Jude Sunday

Personal information
- Full name: Jude Cide Sunday
- Date of birth: 4 October 2004 (age 21)
- Position: Winger

Team information
- Current team: Dynamo České Budějovice
- Number: 32

Youth career
- Real Sapphire FC

Senior career*
- Years: Team / Apps / (Gls)
- 2023–2025: Trenčín / 56 / (2)
- 2025–: Dynamo České Budějovice / 17 / (1)

International career^{‡}
- 2023: Nigeria U20 / 12 / (4)

= Jude Sunday =

Nigerian association football player

Jude Cide Sunday (born 4 October 2004) is a Nigerian football player who plays as an attacker for Dynamo České Budějovice in the Czech National Football League.

==Club career==
He played in his homeland for Lagos-based team Real Sapphire FC. He signed for AS Trencin in July 2023. He scored his first goals for Trencin in the Slovak Cup in August 2023, against MFK Vrbové.

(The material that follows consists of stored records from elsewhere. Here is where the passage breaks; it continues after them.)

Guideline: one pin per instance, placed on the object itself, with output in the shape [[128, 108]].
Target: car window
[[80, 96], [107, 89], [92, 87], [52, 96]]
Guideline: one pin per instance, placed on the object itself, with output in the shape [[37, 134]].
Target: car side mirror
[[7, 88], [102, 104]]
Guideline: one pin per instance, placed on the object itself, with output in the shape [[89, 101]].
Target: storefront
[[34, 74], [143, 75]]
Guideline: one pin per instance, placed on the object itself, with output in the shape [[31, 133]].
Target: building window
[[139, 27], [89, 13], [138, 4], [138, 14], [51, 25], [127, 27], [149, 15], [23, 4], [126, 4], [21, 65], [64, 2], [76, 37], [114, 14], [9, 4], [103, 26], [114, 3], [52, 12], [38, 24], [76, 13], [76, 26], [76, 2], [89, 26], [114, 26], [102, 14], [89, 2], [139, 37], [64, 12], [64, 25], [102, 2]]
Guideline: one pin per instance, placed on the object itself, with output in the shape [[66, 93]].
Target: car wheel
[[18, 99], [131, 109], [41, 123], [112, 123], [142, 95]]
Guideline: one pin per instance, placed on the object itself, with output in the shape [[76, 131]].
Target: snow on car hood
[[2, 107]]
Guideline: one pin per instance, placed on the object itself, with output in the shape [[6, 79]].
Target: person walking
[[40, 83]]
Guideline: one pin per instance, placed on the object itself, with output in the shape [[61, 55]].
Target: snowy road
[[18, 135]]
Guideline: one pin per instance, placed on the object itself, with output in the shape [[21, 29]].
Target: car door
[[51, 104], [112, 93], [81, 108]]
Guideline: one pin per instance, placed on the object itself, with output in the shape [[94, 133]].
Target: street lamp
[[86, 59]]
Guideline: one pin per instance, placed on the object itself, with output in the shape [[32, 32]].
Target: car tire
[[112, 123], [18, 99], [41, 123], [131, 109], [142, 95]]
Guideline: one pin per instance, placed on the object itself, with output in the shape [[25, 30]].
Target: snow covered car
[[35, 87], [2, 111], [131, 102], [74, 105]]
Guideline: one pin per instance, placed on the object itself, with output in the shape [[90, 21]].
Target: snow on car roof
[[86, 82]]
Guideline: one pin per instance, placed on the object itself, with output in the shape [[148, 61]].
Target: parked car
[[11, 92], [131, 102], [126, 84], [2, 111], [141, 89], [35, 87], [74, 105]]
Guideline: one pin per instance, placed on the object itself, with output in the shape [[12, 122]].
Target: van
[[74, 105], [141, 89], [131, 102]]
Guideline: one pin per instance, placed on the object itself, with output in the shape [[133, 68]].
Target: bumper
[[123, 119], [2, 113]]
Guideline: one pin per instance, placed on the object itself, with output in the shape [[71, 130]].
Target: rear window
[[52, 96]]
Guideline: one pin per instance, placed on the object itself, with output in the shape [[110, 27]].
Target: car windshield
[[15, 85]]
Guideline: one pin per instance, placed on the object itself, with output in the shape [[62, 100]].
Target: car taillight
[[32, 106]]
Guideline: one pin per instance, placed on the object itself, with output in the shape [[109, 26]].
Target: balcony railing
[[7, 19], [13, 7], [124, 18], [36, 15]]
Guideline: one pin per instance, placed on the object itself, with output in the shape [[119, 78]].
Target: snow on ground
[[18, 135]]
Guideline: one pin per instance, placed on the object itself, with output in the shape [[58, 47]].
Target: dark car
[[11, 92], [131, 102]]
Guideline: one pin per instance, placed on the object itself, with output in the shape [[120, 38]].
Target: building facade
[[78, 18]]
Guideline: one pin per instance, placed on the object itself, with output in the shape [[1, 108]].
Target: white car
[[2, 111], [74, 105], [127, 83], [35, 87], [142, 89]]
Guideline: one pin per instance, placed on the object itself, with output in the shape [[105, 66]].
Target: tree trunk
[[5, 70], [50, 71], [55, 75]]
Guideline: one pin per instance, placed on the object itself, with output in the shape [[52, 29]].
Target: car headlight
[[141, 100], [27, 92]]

On 21 August 2025, Sunday signed a contract with Czech National Football League club Dynamo České Budějovice until 30 June 2028.

==International career==
He was a member of the Nigeria U20 team at the 2023 U-20 Africa Cup of Nations. He scored twice in the tournament, and was awarded the man-of-the-match award in the third place play-off against Tunisia U20. He was selected for the Nigeria U20 squad for the 2023 FIFA U-20 World Cup. He scored during the tournament against Italy U20.

==Style of play==
He is described as versatile attacker who can operate as a striker or as a winger.